I think the same will be true about drugs. It is not as if we have a choice between a drug free society in which some mind altering drugs are banned and a society in which marijuana is freely sold. Marijuana is illegal in most states and is almost freely sold in every state of the union. If you want to win that war, again, education is the key. The war on cigarettes may include a lot of prohibitions, but, basically they are still legal. People have given up smoking in large numbers not because it is illegal or even difficult , but because they are persuaded that it is bad for their health. Similarly, it is fairly easy to prove that drugs like cocaine, methamphetimines, heroin and, yes, even marijuana in large doses and continuous use, is bad for your health.

We have lost the cultural war on traditional marriage because we have not defended marriage against its first set of attackers– the people who promote no fault divorce along with The people who promote marriage as a big party and hearts and flowers rather than as a sacred covenant. The people who are willing to vote for a self proclaimed serial adulterer have no reason to oppose same sex marriage.The war against marriage has been carried out in the media, in movies, on television in books and in the yielding of many of us to our more selfish instincts. The idea that being unhappy i your marriage because you don’t find it personally fulfilling is a good reason to get divorced is the enemy of traditional marriage. If we are not willing to take on that idea and assert that marriage is about children and that we owe a duty and an obligation to stick with it even in times that we are unhappy, then we should not be surprised that people who think that marriage is about nothing more than feelings toward each other, which, if they disappear, justify the end of the marriage, also think that same sex attracted people are entitled to their own moment of happiness. When we see illicit affairs (Ashley Madison) and prostitution (Pretty Woman) glamorized on screen we should not be so surprised at the downstream effects.
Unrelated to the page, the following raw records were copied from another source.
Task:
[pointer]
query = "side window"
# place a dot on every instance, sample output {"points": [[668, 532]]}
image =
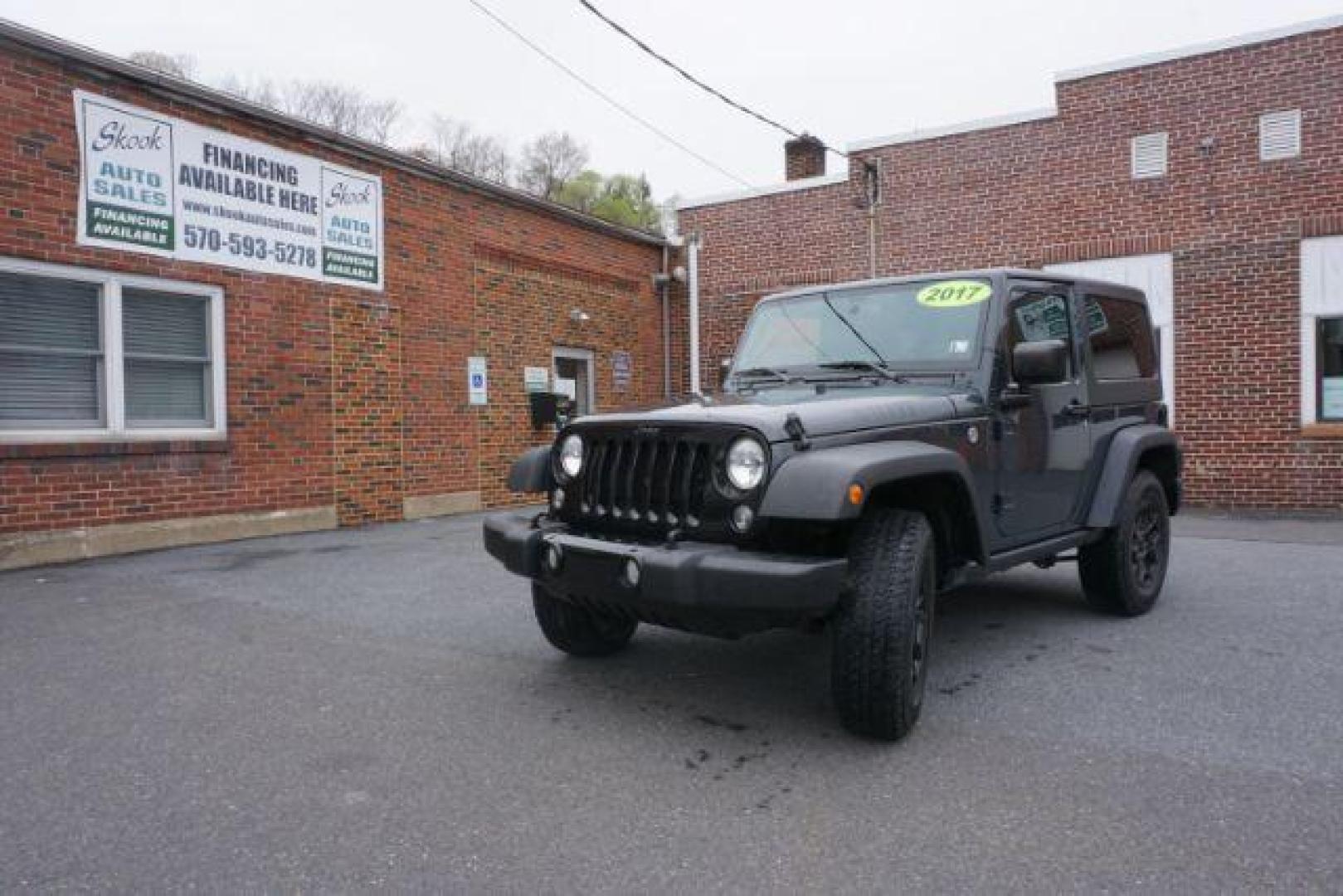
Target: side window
{"points": [[1036, 316], [1122, 338]]}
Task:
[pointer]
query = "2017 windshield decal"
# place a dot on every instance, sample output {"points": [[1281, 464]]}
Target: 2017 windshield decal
{"points": [[954, 293]]}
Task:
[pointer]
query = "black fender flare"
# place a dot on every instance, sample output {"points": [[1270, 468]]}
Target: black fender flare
{"points": [[1126, 448], [814, 485], [532, 472]]}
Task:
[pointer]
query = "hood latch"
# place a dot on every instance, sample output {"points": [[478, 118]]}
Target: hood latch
{"points": [[793, 426]]}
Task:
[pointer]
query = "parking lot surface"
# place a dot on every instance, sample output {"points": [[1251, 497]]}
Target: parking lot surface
{"points": [[359, 709]]}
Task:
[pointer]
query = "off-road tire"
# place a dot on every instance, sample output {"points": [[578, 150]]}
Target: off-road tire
{"points": [[880, 645], [1123, 572], [577, 631]]}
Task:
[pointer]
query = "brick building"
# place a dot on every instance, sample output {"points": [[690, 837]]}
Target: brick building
{"points": [[1209, 176], [148, 399]]}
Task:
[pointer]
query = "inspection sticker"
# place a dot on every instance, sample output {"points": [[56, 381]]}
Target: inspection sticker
{"points": [[954, 293]]}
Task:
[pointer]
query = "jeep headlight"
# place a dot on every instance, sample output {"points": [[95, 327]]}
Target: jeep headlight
{"points": [[746, 464], [571, 455]]}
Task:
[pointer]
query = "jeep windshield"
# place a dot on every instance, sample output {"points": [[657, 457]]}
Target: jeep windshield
{"points": [[928, 325]]}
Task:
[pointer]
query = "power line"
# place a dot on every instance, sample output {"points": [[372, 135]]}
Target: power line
{"points": [[605, 95], [698, 84]]}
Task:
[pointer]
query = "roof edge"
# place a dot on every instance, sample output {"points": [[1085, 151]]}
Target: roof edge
{"points": [[215, 101], [959, 128], [771, 190], [1199, 49]]}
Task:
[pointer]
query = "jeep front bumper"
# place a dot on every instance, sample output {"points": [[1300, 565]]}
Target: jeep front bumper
{"points": [[718, 589]]}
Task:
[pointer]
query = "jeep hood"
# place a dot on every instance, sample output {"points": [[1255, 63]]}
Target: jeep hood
{"points": [[833, 411]]}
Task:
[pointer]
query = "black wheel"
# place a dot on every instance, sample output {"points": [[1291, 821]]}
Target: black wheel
{"points": [[881, 635], [577, 631], [1124, 571]]}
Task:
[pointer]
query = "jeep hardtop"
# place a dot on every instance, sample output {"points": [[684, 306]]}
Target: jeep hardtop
{"points": [[874, 445]]}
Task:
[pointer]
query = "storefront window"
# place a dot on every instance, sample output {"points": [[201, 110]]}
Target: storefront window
{"points": [[1330, 368]]}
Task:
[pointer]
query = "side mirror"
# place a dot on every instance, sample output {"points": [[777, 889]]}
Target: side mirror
{"points": [[1039, 363], [724, 368]]}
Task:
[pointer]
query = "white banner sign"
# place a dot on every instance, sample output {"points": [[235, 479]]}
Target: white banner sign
{"points": [[168, 187]]}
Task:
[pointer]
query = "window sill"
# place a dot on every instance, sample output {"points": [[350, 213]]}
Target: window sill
{"points": [[1321, 430], [113, 446]]}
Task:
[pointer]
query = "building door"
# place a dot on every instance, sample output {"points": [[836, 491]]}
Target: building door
{"points": [[1154, 275], [575, 366]]}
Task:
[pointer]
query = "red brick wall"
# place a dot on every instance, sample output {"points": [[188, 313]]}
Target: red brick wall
{"points": [[336, 395], [1060, 190]]}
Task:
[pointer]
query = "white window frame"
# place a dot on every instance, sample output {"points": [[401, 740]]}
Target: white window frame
{"points": [[113, 388], [1321, 296]]}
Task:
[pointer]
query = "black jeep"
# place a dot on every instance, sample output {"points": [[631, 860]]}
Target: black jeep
{"points": [[874, 445]]}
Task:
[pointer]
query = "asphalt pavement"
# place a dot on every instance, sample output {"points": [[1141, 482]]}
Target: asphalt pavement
{"points": [[370, 709]]}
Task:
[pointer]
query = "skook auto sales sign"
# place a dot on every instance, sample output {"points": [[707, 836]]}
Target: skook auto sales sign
{"points": [[163, 186]]}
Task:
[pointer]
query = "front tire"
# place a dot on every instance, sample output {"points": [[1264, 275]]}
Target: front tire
{"points": [[577, 631], [1123, 572], [881, 637]]}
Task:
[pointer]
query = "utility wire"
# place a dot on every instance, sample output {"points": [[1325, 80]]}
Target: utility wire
{"points": [[605, 95], [698, 84]]}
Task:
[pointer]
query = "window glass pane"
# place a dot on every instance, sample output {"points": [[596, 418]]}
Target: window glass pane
{"points": [[50, 353], [163, 324], [165, 392], [1037, 317], [1122, 338], [49, 388], [1331, 368], [167, 348]]}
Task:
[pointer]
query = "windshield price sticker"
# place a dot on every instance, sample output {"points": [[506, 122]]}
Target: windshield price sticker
{"points": [[954, 293]]}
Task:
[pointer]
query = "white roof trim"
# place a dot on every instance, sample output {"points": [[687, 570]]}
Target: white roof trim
{"points": [[1201, 49], [961, 128], [787, 187]]}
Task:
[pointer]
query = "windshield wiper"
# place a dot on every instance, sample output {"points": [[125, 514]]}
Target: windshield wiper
{"points": [[880, 370], [755, 373]]}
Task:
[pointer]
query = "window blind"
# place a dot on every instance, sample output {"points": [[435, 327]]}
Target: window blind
{"points": [[167, 358], [50, 353]]}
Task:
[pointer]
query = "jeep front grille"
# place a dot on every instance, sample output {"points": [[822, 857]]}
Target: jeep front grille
{"points": [[648, 480], [650, 483]]}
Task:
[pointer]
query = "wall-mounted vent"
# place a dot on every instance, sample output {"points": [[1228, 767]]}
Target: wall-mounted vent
{"points": [[1149, 155], [1280, 134]]}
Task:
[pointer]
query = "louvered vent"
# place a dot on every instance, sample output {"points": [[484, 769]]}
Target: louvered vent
{"points": [[1149, 155], [1280, 134]]}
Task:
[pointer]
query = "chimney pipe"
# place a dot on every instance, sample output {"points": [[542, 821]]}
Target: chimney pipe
{"points": [[803, 156]]}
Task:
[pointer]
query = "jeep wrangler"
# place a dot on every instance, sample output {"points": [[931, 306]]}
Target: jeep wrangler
{"points": [[874, 445]]}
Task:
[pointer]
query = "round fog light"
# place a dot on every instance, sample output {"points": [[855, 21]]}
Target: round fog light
{"points": [[552, 557]]}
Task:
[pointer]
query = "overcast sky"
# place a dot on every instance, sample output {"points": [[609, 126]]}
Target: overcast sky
{"points": [[841, 71]]}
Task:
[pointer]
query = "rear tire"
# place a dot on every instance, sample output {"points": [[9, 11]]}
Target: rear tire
{"points": [[880, 660], [1123, 572], [577, 631]]}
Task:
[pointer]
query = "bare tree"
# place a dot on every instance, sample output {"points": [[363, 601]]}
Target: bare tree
{"points": [[549, 162], [179, 66], [457, 145]]}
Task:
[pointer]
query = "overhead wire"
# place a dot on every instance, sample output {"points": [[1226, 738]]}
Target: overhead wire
{"points": [[642, 45], [605, 95]]}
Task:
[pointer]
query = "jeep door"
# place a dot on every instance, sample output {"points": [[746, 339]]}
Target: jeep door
{"points": [[1044, 445]]}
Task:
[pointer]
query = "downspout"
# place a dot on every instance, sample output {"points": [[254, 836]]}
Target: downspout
{"points": [[662, 281], [872, 184], [693, 277]]}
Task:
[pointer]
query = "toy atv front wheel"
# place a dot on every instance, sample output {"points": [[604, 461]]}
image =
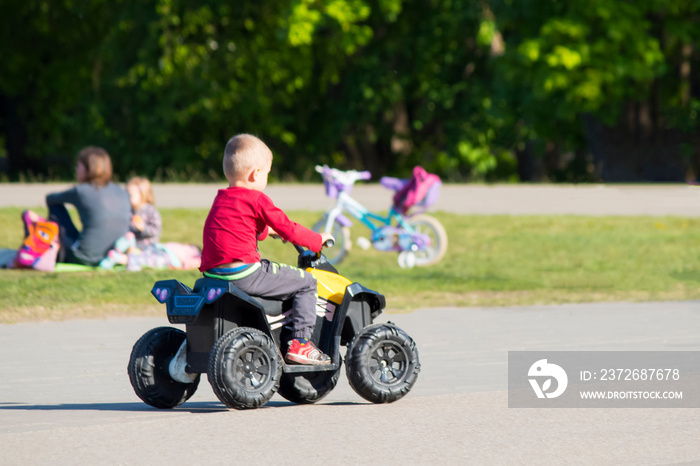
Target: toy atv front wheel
{"points": [[149, 369], [382, 363], [244, 368]]}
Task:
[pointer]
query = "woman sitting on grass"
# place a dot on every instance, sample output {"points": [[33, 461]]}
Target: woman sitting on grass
{"points": [[103, 208]]}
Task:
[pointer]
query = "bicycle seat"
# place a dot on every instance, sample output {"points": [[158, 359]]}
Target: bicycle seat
{"points": [[395, 184], [337, 181]]}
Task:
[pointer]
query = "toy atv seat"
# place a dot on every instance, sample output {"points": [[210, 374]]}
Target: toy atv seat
{"points": [[238, 341]]}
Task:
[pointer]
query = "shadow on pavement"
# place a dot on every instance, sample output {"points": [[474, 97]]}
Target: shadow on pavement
{"points": [[189, 407]]}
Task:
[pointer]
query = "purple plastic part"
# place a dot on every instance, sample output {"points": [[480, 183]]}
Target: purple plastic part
{"points": [[431, 196], [394, 184], [343, 220]]}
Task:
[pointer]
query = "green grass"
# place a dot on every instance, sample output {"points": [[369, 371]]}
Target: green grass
{"points": [[491, 261]]}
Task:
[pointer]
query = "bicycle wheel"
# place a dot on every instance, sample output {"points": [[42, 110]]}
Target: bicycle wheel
{"points": [[427, 225], [342, 240]]}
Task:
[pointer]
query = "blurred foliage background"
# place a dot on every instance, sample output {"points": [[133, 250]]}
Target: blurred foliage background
{"points": [[492, 90]]}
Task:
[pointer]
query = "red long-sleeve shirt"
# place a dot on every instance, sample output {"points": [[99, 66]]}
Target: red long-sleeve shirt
{"points": [[238, 219]]}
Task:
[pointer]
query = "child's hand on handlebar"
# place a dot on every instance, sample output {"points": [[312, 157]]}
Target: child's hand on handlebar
{"points": [[273, 234]]}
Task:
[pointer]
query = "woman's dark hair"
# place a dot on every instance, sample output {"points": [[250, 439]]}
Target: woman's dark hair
{"points": [[98, 165]]}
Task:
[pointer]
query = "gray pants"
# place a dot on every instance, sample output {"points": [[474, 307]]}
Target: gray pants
{"points": [[282, 281]]}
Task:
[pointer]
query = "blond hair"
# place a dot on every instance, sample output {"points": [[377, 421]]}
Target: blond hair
{"points": [[144, 188], [98, 165], [242, 153]]}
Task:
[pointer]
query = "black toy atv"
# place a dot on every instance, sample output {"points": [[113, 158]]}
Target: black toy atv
{"points": [[238, 341]]}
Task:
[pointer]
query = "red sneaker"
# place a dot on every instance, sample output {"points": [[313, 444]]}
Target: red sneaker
{"points": [[305, 353]]}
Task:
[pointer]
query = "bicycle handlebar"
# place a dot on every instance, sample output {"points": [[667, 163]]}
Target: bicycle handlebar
{"points": [[347, 176]]}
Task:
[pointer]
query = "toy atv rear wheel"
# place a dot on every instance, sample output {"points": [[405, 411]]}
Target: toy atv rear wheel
{"points": [[382, 363], [149, 373], [308, 387], [244, 368]]}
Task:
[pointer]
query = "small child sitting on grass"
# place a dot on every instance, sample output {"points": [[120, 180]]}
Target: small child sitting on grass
{"points": [[144, 230], [242, 215]]}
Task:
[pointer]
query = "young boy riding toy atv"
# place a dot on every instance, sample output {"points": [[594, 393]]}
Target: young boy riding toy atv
{"points": [[247, 312]]}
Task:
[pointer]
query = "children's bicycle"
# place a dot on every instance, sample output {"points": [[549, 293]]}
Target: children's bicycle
{"points": [[418, 238]]}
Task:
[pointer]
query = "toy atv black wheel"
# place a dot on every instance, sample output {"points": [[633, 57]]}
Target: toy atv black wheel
{"points": [[382, 363], [308, 387], [149, 369], [244, 368]]}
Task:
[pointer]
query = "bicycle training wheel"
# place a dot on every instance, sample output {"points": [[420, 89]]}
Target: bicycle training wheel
{"points": [[427, 225], [342, 240]]}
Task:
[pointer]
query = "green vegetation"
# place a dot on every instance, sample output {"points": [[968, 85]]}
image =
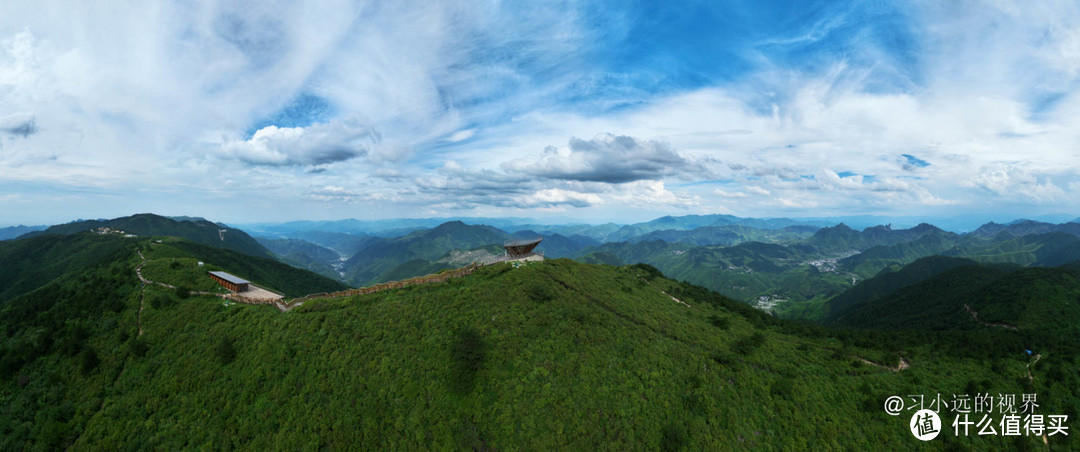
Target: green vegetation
{"points": [[267, 273], [26, 264], [305, 255], [181, 272], [149, 224], [550, 355], [380, 259]]}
This is not to say that we should not fight the culture war. We should and we must fight it. But we need to fight it on the right battlefields. Some time again Brent Bozell took on the creators of Two and Half Men, the TV show about a rich libertine played by Charlie Sheen and his brother and brother’s son. He rightly criticized it for glamorizing drug use and promiscuous sex. Sadly, Charlie Sheen, in his own real life, a guy who wa earning something like two million dollars a year, demonstrated in his own life what happens when you live for sex and drugs. I like to think that Chuck Lorre, the creator of Two and a Half Men, is doing some penance by making Moms, a Tv series about the struggles of a mother, daughter and granddaughter who are all single moms and who have problems with addiction. The real life of a recovering addict is AA meetings and we see a lot of those in Moms. It is money struggles and heart break. And we see a lot of that too. It is by no means a perfect show, but by showing the bad consequences of this behavior (including a sad and all too realistic episode where a recovering drug addict relapses and dies of an overdose) Lorre is adding some sobriety (pun intended) with the usual Hollywood glorification of sex drugs and rock and roll.

One of the lessons I learned on becoming a real Christian instead of a nominal Christian, wa that the rules in the Bible were a guide for happy living. God did not make these rules because God is a prude who doesn’t want us to have any fun.. He made these rules because He wants us to live happy and fulfilling lives. When we can communicate to others that our values are what guide us to a happy life, we will start winning the culture war.